At the time of the cited changes, that file didn't exist and the code was
inlined in _dl_debug_vdprintf (elf/dl-misc.c) where it used _dl_starting_up
if [!HAVE_INLINED_SYSCALLS && RTLD_PRIVATE_ERRNO].
Hurd configurations still use elf/dl-writev.h and do not define
HAVE_INLINED_SYSCALLS, but they also set RTLD_PRIVATE_ERRNO to 0. So for
_dl_writev, we could perhaps drop the use of _dl_starting_up and just have
an #error for the #if RTLD_PRIVATE_ERRNO case. (Then new configurations
that set RTLD_PRIVATE_ERRNO to 1 would be obliged to provide their own
dl-writev.h, as Linux configurations do.)
Essentially HAVE_INLINED_SYSCALLS is being used as a proxy for identifying
Linux configurations.
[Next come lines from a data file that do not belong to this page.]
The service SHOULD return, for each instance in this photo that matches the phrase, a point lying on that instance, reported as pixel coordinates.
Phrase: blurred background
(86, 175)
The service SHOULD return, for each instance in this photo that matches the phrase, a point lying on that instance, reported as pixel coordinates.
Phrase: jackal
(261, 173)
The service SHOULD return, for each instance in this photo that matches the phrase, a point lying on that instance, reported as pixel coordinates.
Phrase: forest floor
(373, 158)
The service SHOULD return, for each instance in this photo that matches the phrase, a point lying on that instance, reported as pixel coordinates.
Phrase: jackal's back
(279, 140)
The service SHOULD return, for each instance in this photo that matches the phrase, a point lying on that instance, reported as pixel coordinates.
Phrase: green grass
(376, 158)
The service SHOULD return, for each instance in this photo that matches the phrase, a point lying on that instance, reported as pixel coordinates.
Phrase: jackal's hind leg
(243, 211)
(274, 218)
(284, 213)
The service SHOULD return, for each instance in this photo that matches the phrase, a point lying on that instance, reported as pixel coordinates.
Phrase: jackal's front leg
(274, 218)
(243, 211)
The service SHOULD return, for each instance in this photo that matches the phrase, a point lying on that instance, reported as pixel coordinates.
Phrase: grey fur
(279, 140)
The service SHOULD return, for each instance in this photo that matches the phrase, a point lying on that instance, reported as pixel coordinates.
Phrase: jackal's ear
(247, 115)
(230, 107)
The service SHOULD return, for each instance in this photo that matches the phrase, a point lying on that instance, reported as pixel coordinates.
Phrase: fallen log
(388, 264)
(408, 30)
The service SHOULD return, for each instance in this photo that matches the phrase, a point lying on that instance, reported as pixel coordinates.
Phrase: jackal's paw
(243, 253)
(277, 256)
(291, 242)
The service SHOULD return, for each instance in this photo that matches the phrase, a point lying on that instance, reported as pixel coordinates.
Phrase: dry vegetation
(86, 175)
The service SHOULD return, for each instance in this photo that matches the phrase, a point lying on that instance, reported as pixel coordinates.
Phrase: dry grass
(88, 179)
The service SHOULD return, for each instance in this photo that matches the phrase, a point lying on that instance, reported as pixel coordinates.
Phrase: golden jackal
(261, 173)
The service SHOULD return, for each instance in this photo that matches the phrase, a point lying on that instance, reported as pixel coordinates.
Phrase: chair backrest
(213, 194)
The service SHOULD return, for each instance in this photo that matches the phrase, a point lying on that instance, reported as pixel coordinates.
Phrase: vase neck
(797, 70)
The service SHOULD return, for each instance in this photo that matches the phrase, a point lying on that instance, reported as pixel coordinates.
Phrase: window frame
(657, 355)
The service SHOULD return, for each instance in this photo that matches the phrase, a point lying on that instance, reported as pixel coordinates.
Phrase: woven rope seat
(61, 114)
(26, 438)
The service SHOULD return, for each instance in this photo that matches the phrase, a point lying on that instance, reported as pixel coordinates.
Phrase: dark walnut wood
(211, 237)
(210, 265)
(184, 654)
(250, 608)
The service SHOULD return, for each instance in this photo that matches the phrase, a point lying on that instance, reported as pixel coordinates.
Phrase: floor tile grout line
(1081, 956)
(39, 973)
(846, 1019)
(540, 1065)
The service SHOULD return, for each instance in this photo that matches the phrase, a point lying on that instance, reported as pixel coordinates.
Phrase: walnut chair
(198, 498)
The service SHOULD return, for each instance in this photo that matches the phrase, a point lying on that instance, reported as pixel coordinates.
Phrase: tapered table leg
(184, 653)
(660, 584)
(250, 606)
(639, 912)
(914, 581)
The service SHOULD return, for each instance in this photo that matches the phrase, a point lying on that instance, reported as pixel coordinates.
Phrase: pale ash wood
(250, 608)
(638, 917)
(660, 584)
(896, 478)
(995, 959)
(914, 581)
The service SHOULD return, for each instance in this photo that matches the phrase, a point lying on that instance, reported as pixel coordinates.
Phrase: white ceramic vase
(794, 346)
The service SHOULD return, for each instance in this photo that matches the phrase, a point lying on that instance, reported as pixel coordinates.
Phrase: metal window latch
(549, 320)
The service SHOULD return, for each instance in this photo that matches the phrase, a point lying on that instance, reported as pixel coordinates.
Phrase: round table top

That makes vague sense for the _dl_writev use
because _dl_starting_up is used there only in non-Linux configurations.
Obviously that does not make it a clean way to operate.
The other use of _dl_starting_up is to set __libc_multiple_libcs. That use
handles it being an undefined weak symbol and that's the case for Linux
configurations. The Fedora patch might affect what value
__libc_multiple_libcs gets under different conditions. I'm not at all sure
off hand. Though I recall the basic issue that necessitated the
__libc_multiple_libcs logic, I don't recall the exact details of when or
whether it should be set (i.e. both the value to give it and the chronology
in a process when it should get that value).